TLS errors in k8s

We are running version 1.13.2 of the vault in kubernetes (EKS) and periodically we get failures getting AWS credentials using an Ansible playbook. The ansible error indicates a 504 when making a request to the vault through a load balancer.

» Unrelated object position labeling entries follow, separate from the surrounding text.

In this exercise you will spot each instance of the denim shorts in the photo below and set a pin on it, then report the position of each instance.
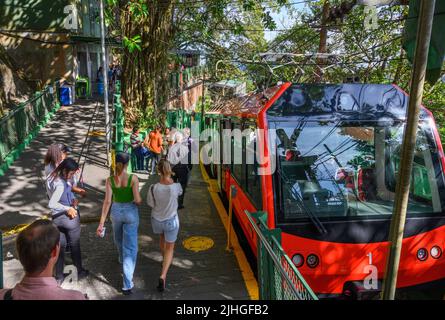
(169, 228)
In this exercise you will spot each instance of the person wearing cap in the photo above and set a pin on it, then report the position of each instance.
(38, 248)
(65, 215)
(155, 146)
(140, 150)
(54, 156)
(122, 195)
(178, 158)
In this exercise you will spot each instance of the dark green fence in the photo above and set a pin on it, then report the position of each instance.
(181, 119)
(1, 260)
(22, 124)
(278, 278)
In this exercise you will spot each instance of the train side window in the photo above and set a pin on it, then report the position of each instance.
(423, 187)
(237, 146)
(253, 178)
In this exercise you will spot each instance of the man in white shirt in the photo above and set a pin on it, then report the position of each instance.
(178, 158)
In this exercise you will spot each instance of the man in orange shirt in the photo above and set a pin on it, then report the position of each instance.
(155, 146)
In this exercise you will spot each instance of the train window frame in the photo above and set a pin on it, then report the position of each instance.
(239, 176)
(282, 220)
(255, 198)
(438, 170)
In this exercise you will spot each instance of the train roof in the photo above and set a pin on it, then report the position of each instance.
(247, 106)
(323, 101)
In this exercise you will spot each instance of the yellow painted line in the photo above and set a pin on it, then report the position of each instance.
(246, 271)
(97, 133)
(198, 243)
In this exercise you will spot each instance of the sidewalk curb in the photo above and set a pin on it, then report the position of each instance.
(246, 272)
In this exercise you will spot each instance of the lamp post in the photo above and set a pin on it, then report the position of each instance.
(409, 144)
(105, 76)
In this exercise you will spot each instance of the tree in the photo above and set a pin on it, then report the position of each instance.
(150, 29)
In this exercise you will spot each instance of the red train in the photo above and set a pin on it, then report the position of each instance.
(331, 191)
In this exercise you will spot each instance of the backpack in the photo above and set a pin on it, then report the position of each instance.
(8, 295)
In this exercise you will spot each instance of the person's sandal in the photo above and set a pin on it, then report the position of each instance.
(161, 285)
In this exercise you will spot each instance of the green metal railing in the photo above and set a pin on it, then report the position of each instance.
(118, 119)
(1, 260)
(22, 124)
(278, 278)
(181, 119)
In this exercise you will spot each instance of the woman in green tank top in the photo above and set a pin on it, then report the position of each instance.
(122, 195)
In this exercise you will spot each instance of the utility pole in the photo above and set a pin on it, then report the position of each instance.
(203, 97)
(105, 75)
(409, 144)
(323, 40)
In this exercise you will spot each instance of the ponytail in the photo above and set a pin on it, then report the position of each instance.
(164, 168)
(119, 168)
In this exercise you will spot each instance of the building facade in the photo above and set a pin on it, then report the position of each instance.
(52, 39)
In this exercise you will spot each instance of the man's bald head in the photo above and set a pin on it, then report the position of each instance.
(35, 244)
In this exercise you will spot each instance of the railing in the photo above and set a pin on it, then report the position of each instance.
(190, 76)
(1, 260)
(278, 278)
(118, 120)
(21, 125)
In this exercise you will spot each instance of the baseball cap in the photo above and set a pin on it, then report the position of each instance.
(122, 157)
(64, 148)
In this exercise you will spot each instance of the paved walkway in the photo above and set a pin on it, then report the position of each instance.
(22, 194)
(209, 274)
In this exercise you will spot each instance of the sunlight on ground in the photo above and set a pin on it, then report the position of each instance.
(180, 263)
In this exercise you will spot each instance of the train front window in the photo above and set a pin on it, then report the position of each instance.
(328, 169)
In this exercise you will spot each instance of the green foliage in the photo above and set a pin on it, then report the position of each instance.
(133, 43)
(138, 9)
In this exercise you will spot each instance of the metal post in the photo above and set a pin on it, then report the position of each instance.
(203, 102)
(105, 74)
(232, 195)
(1, 260)
(323, 40)
(409, 143)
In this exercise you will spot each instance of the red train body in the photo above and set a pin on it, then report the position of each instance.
(336, 151)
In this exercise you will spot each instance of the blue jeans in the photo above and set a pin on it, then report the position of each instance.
(125, 219)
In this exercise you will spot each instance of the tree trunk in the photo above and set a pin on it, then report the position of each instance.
(147, 69)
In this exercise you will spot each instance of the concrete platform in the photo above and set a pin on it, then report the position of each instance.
(209, 274)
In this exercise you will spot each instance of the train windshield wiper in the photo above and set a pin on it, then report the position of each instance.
(317, 223)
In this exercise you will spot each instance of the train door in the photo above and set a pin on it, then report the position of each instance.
(225, 167)
(218, 136)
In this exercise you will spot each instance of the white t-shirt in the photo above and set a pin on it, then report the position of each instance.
(165, 203)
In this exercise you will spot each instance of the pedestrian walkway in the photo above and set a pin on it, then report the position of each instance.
(208, 274)
(212, 273)
(22, 193)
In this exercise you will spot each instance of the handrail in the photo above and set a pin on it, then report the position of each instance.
(266, 243)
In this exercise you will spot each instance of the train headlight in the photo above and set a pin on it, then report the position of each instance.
(312, 261)
(436, 252)
(298, 260)
(422, 254)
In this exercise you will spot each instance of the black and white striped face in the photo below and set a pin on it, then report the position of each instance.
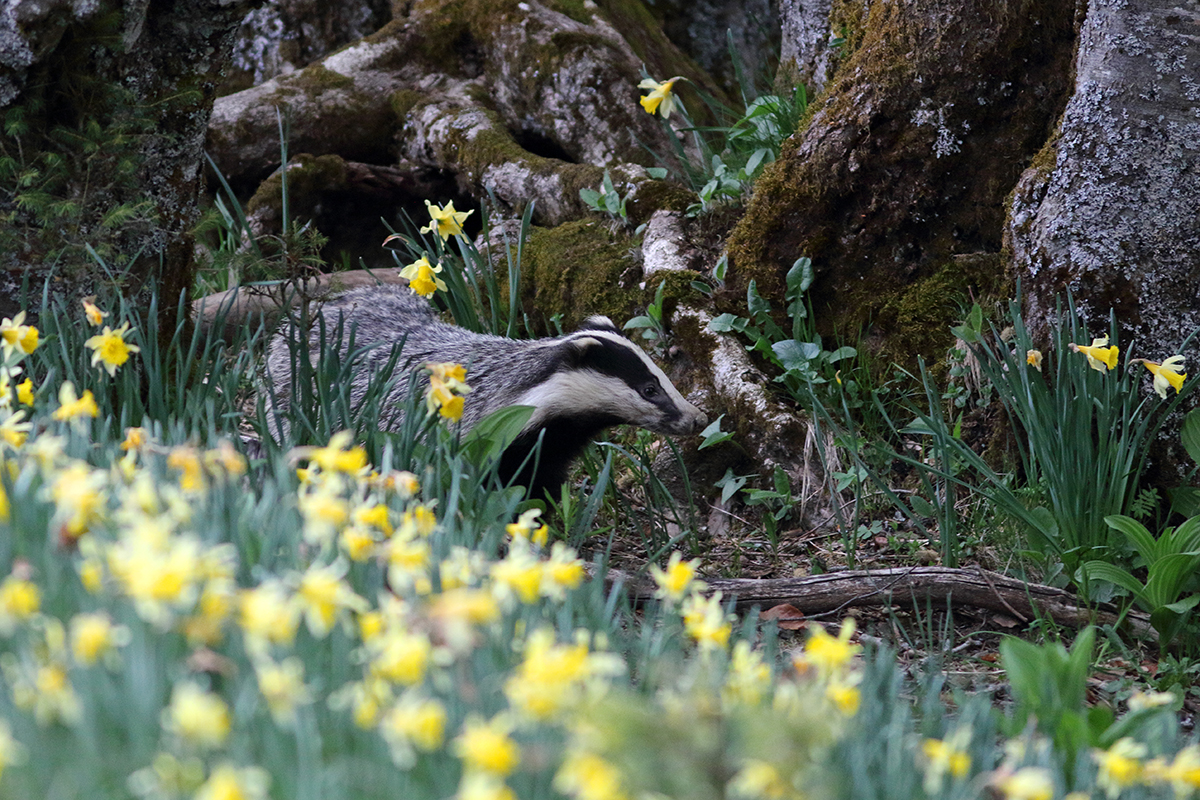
(604, 377)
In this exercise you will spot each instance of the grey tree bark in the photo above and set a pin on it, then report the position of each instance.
(1110, 211)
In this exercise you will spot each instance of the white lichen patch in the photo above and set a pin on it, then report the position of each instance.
(663, 244)
(946, 140)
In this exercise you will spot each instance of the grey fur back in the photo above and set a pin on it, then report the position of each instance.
(498, 370)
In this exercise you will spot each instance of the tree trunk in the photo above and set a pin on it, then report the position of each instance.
(1109, 210)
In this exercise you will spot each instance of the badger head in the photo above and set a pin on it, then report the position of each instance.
(600, 378)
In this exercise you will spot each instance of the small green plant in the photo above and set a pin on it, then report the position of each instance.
(1171, 563)
(725, 160)
(652, 323)
(609, 200)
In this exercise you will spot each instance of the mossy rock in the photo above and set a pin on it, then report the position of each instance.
(580, 269)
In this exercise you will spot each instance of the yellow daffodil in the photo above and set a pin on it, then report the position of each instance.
(95, 316)
(586, 776)
(1026, 783)
(661, 97)
(231, 782)
(677, 579)
(339, 456)
(553, 678)
(109, 348)
(527, 529)
(197, 716)
(423, 277)
(748, 678)
(72, 407)
(324, 597)
(1120, 765)
(845, 695)
(19, 600)
(268, 617)
(25, 392)
(94, 637)
(486, 746)
(946, 757)
(1168, 374)
(706, 621)
(445, 221)
(282, 687)
(414, 722)
(447, 388)
(15, 336)
(1099, 356)
(827, 654)
(517, 575)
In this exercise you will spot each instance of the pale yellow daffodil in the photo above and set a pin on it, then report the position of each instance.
(1101, 356)
(1168, 374)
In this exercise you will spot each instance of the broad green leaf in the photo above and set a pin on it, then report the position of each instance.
(496, 432)
(1185, 500)
(1143, 541)
(1113, 573)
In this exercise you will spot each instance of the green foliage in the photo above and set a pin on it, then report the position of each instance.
(1171, 563)
(70, 155)
(479, 296)
(652, 323)
(725, 160)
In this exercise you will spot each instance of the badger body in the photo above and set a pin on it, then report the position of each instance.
(579, 384)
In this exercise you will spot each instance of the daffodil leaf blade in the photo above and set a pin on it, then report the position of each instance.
(1191, 434)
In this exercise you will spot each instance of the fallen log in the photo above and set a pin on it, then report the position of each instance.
(837, 591)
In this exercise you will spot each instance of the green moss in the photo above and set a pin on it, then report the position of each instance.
(316, 79)
(579, 269)
(915, 319)
(405, 101)
(576, 10)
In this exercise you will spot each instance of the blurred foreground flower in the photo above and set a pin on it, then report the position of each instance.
(72, 407)
(15, 336)
(109, 348)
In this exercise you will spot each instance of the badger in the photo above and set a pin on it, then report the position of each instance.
(579, 384)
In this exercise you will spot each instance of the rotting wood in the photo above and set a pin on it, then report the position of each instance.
(973, 587)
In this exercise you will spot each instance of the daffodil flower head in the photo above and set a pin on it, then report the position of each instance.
(109, 348)
(448, 384)
(423, 277)
(445, 221)
(661, 97)
(1168, 374)
(72, 407)
(1120, 765)
(1026, 783)
(16, 336)
(1101, 356)
(95, 316)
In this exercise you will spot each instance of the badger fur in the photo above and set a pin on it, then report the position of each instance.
(579, 384)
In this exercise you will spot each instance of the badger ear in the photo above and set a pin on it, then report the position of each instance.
(598, 323)
(579, 348)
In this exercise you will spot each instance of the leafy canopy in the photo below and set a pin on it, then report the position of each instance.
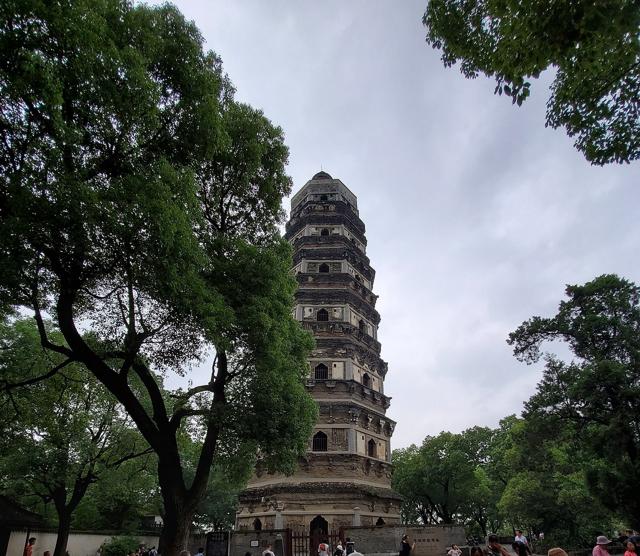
(139, 209)
(593, 48)
(594, 398)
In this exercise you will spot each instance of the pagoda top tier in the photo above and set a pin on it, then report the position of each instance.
(322, 187)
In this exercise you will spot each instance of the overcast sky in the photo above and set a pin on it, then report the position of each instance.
(476, 214)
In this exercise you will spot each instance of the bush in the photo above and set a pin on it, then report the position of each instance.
(120, 546)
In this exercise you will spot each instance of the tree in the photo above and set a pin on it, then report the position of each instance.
(436, 479)
(139, 202)
(592, 47)
(122, 498)
(594, 398)
(61, 435)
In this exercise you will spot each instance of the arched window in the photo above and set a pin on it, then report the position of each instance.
(319, 527)
(321, 372)
(371, 448)
(319, 442)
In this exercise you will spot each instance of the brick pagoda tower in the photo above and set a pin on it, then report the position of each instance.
(344, 478)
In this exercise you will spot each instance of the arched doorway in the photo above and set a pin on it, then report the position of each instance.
(318, 532)
(372, 449)
(319, 442)
(321, 372)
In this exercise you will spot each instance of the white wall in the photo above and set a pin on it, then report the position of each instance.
(80, 544)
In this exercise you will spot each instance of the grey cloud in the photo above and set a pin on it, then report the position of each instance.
(477, 215)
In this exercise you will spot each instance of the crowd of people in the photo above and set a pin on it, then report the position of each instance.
(520, 546)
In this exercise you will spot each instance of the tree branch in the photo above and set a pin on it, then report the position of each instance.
(10, 386)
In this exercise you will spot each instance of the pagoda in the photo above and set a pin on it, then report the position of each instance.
(344, 479)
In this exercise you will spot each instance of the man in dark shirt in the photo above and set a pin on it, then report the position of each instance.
(495, 548)
(405, 548)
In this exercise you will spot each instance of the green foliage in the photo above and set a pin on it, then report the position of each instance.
(121, 498)
(120, 546)
(593, 48)
(439, 480)
(59, 436)
(139, 207)
(595, 398)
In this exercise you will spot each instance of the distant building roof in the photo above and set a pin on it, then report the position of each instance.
(13, 515)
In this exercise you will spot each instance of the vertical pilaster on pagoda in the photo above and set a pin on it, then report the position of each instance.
(345, 476)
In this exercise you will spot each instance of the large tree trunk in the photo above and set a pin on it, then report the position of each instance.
(179, 505)
(175, 532)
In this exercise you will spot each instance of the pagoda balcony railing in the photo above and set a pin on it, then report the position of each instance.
(333, 240)
(364, 393)
(341, 328)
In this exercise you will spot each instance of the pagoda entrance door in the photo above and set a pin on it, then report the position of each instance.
(318, 532)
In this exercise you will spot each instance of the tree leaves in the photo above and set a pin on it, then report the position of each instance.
(593, 48)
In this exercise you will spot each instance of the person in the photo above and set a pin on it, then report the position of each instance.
(520, 548)
(631, 549)
(28, 548)
(405, 547)
(351, 546)
(495, 548)
(323, 548)
(600, 549)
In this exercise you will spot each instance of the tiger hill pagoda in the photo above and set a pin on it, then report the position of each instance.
(344, 479)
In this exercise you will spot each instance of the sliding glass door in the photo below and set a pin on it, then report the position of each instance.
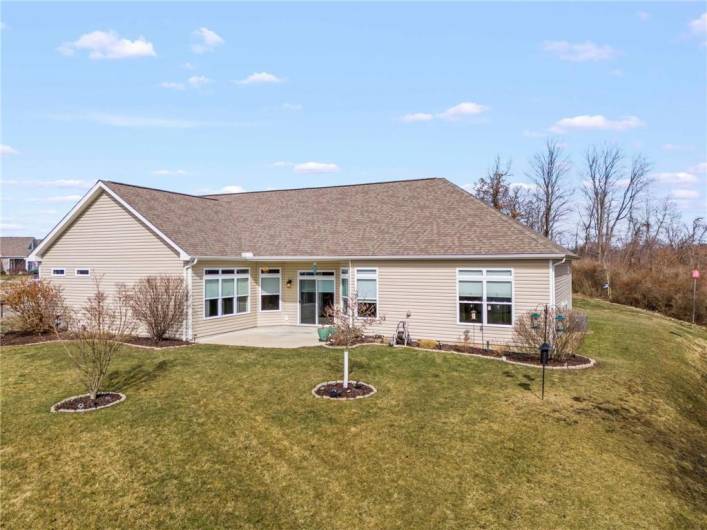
(316, 296)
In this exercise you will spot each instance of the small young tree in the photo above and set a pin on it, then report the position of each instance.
(563, 329)
(159, 303)
(350, 325)
(98, 331)
(35, 303)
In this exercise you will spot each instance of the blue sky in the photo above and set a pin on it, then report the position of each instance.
(214, 96)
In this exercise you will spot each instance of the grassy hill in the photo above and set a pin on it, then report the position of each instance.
(231, 437)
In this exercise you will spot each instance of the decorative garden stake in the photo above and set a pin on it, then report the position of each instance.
(346, 369)
(544, 355)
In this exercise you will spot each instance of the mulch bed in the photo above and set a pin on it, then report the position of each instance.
(17, 338)
(336, 390)
(164, 343)
(85, 403)
(571, 360)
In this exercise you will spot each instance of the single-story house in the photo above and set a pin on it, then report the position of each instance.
(14, 252)
(425, 250)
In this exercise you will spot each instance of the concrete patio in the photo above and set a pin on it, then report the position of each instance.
(267, 337)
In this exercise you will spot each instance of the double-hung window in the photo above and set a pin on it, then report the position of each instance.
(344, 290)
(367, 292)
(270, 284)
(226, 292)
(485, 296)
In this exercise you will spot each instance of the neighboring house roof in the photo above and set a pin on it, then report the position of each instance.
(16, 247)
(411, 218)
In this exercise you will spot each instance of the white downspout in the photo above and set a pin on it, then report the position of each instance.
(187, 334)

In the vault log, we periodically see errors that look like this:

2024-05-15T17:04:22.196Z [INFO]  http: TLS handshake error from 10.0.2.163:24948: local error: tls: bad record MAC
2024-05-15T17:04:22.231Z [INFO]  http: TLS handshake error from 10.0.3.72:30634: local error: tls: bad record MAC
2024-05-15T17:04:40.541Z [INFO]  http: TLS handshake error from 10.0.2.163:6224: local error: tls: bad record MAC
2024-05-15T17:04:42.490Z [INFO]  http: TLS handshake error from 10.0.3.72:30692: local error: tls: bad record MAC
2024-05-15T17:05:07.845Z [INFO]  http: TLS handshake error from 10.0.3.72:36104: local error: tls: bad record MAC
2024-05-15T17:05:21.850Z [INFO]  http: TLS handshake error from 10.0.3.72:40434: local error: tls: bad record MAC
2024-05-15T17:05:27.405Z [INFO]  http: TLS handshake error from 10.0.2.163:24910: local error: tls: bad record MAC
2024-05-15T17:05:40.090Z [INFO]  http: TLS handshake error from 10.0.3.72:6970: local error: tls: bad record MAC
2024-05-15T17:05:41.401Z [INFO]  http: TLS handshake error from 10.0.2.163:5040: local error: tls: bad record MAC
2024-05-15T17:06:11.659Z [INFO]  http: TLS handshake error from 10.0.3.72:32928: write tcp4 10.0.4.235:8200->10.0.3.72:32928: i/o timeout
2024-05-15T17:06:33.815Z [INFO]  http: TLS handshake error from 10.0.2.163:37822: write tcp4 10.0.4.235:8200->10.0.2.163:37822: i/o timeout
2024-05-15T17:06:38.454Z [INFO]  http: TLS handshake error from 10.0.3.72:51210: write tcp4 10.0.4.235:8200->10.0.3.72:51210: i/o timeout
2024-05-15T17:06:41.241Z [INFO]  http: TLS handshake error from 10.0.3.72:14112: write tcp4 10.0.4.235:8200->10.0.3.72:14112: i/o timeout
2024-05-15T17:06:44.731Z [INFO]  http: TLS handshake error from 10.0.2.163:37246: write tcp4 10.0.4.235:8200->10.0.2.163:37246: i/o timeout
2024-05-15T17:06:45.101Z [INFO]  http: TLS handshake error from 10.0.3.72:14106: write tcp4 10.0.4.235:8200->10.0.3.72:14106: i/o timeout
2024-05-15T17:06:54.879Z [INFO]  http: TLS handshake error from 10.0.2.163:11580: write tcp4 10.0.4.235:8200->10.0.2.163:11580: i/o timeout

Is there something that we should be looking at to solve this problem?
Our vault is backed by S3 btw.

When Ansible is failing to connect to Vault, is it a one off scenario e.g.

  • attempt 1: works
  • attempt 2: works
  • attempt 3: fails
  • attempt 4: works

Or does the error happen consistently over a period of time?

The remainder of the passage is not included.